Key objectives of this cluster are to identify the similarities between use cases and how they can cooperate. What are the interoperability challenges at the information, functional, and business levels? The energy system of the future will be decentralized, without a “big player” as manager. All data will be used withoutthe grid provider, completely decentralized.
Oscar Lazaro of the manufacturing data space initiative Data Space 4.0 also stresses that they are not starting from scratch. Data spaces for manufacturing have been explored for some time. Manufacturing is one of the verticals prioritized by the European Commission. The need for sharing data in the manufacturing domain stems from the VUCA environment in which it operates, an environment of high volatility, high uncertainty and complexity. This makes it necessary to implement more effective and faster responses. Not only is more automation capability needed, but also the ability to implement autonomous operations, both at the production level and in the supply chain.
Lazaro advocates for the inclusion of SMEs at every stage of the development of data spaces. To build worldwide ecosystems, it’s critical to encourage and integrate them to achieve a sustainable future. A challenge in the manufacturing sector due to Lazaro is the fragmentation of companies, but a lot of SMEs must be reached.

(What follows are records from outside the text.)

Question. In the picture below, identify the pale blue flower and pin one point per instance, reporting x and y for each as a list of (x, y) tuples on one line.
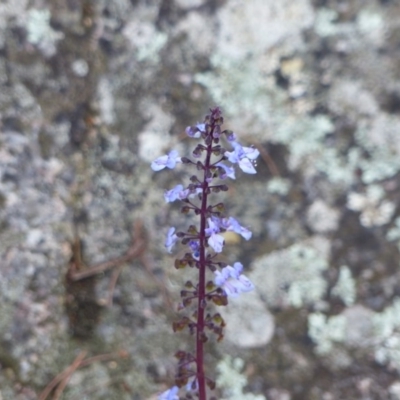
[(231, 280), (195, 131), (216, 242), (170, 394), (228, 171), (173, 194), (195, 247), (168, 161), (243, 156), (233, 225), (171, 239)]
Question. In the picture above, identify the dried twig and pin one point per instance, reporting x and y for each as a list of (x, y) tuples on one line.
[(136, 248), (62, 378)]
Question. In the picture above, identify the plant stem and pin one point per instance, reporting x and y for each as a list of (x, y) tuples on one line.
[(202, 281)]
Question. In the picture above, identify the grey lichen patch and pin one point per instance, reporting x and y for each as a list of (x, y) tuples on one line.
[(293, 276), (232, 381)]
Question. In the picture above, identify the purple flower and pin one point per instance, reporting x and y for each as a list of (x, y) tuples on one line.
[(170, 394), (168, 161), (195, 131), (231, 280), (192, 385), (213, 225), (178, 193), (216, 242), (244, 156), (228, 171), (231, 136), (195, 247), (171, 239)]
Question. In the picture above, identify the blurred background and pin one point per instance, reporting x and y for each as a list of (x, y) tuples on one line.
[(92, 91)]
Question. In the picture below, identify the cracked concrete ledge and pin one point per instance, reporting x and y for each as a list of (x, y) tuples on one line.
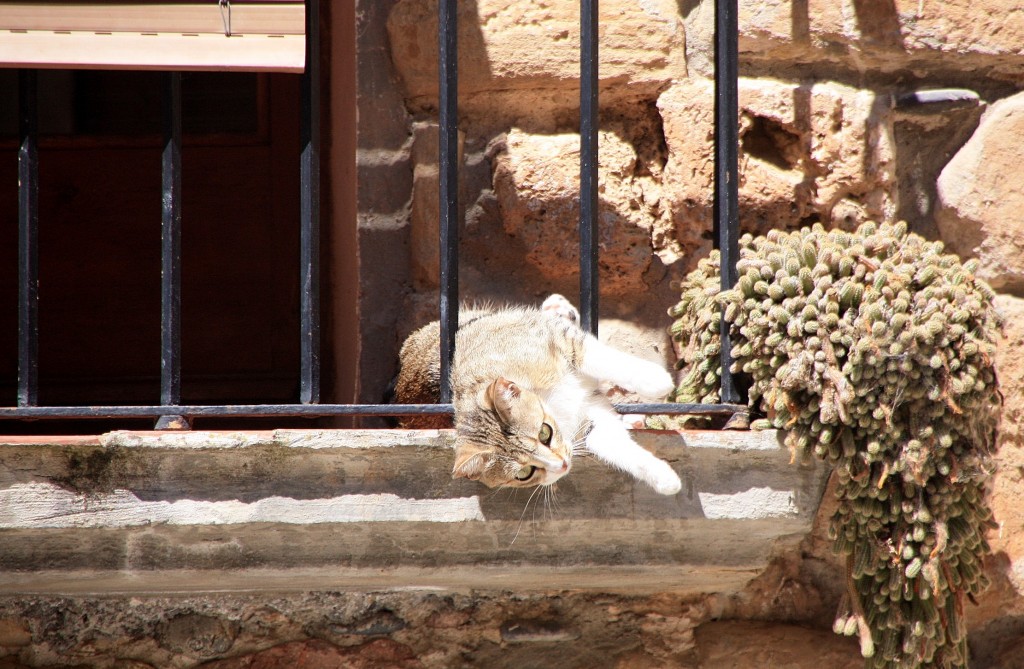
[(151, 512)]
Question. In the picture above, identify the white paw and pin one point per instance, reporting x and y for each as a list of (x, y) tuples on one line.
[(667, 482), (651, 381), (636, 421), (561, 307)]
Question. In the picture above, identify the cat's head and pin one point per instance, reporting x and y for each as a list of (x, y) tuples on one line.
[(509, 440)]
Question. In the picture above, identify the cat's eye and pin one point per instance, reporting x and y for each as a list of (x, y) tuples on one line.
[(525, 473)]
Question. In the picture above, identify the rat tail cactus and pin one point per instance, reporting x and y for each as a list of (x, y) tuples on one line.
[(873, 350)]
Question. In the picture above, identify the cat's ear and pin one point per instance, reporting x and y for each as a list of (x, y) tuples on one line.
[(501, 394), (470, 461)]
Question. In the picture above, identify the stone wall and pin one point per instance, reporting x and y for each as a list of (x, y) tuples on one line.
[(840, 122)]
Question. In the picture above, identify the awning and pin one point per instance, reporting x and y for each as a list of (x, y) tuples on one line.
[(244, 35)]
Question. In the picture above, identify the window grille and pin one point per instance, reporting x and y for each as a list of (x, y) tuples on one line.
[(171, 413)]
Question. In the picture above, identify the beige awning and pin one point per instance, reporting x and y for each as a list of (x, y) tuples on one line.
[(247, 35)]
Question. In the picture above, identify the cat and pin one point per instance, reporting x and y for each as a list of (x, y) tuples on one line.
[(524, 387)]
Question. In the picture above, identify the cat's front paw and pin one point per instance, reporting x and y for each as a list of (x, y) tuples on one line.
[(558, 305), (667, 482)]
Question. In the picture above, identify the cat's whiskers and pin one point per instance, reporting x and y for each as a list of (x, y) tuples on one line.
[(523, 514)]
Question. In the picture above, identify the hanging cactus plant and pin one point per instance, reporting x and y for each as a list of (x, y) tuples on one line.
[(873, 350)]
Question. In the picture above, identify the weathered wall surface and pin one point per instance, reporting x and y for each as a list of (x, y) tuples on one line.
[(833, 128)]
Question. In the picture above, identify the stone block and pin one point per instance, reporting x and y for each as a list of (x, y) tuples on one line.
[(980, 201), (536, 44), (818, 151)]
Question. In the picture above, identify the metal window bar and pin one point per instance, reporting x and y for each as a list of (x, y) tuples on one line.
[(170, 256), (28, 226), (726, 234), (309, 374)]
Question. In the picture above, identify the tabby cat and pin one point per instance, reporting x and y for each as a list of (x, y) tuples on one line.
[(524, 383)]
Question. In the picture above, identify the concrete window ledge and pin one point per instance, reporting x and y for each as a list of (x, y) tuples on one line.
[(300, 510)]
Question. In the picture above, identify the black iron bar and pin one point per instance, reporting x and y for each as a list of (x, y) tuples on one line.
[(449, 185), (726, 210), (309, 211), (170, 361), (312, 411), (589, 289), (28, 232), (224, 411)]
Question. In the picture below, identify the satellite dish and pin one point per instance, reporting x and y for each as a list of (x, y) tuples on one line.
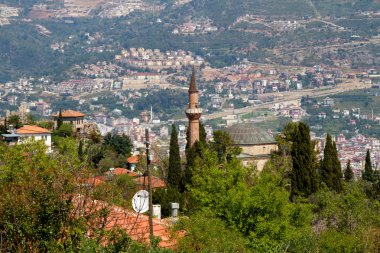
[(140, 201)]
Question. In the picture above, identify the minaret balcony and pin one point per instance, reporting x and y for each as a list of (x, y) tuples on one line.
[(194, 111)]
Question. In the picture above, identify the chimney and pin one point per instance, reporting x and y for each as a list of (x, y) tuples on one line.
[(175, 207), (157, 211)]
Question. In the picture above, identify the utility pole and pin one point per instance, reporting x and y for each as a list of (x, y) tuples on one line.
[(148, 160)]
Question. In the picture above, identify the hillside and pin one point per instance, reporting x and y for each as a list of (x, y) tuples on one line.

The work of both initiatives will continue through the end of the year but will be sustained and continued through the infrastructure it has created. For this reason, it is very important to build a strong stakeholder community – it is about bringing the right communities and the right initiatives together. Many small initiatives today are characterized by a centralized data space authority. But to scale and connect different industries and stakeholders, they need to move from centralized approaches to more federated and distributed data space operations. “In the long term, we can expect to see completely distributed data spaces,” Lazaro underlines.
The manufacturing sector must ensure the fast deployment of data spaces and propose tools to actually deploy them and scale them up. “There should be economical ways to improve operations but keep the economic costs reasonable – and that is where data spaces come in,” Lazaro points out. Economic and climate implications are the key drivers for data spaces, implementing more autonomous and resilient supply chains.
The key player in data sharing in the energy sector, Alberto Dognini emphasizes, are prosumers and communities, energy system infrastructure planners, operators and service providers as well as cities. Connecting the energy, household and mobility sectors also requires smart energy operating systems, standardization and functional aspects such as data governance.
What are the similarities between these two domains? Both initiatives are looking at how to implement data spaces at all levels – not only the technical aspects, but also information and governance aspects. For both, it’s central to gain the trust of new participants of the respective data spaces. There are also strong connections in the architecture of the data spaces.
Now it is important to define pathways between data spaces to ensure interoperability and data sharing among different domains. Both initiatives hope to share all the strategies and ideas to bring together everything that is happening at the European and national level – to unlock new business models.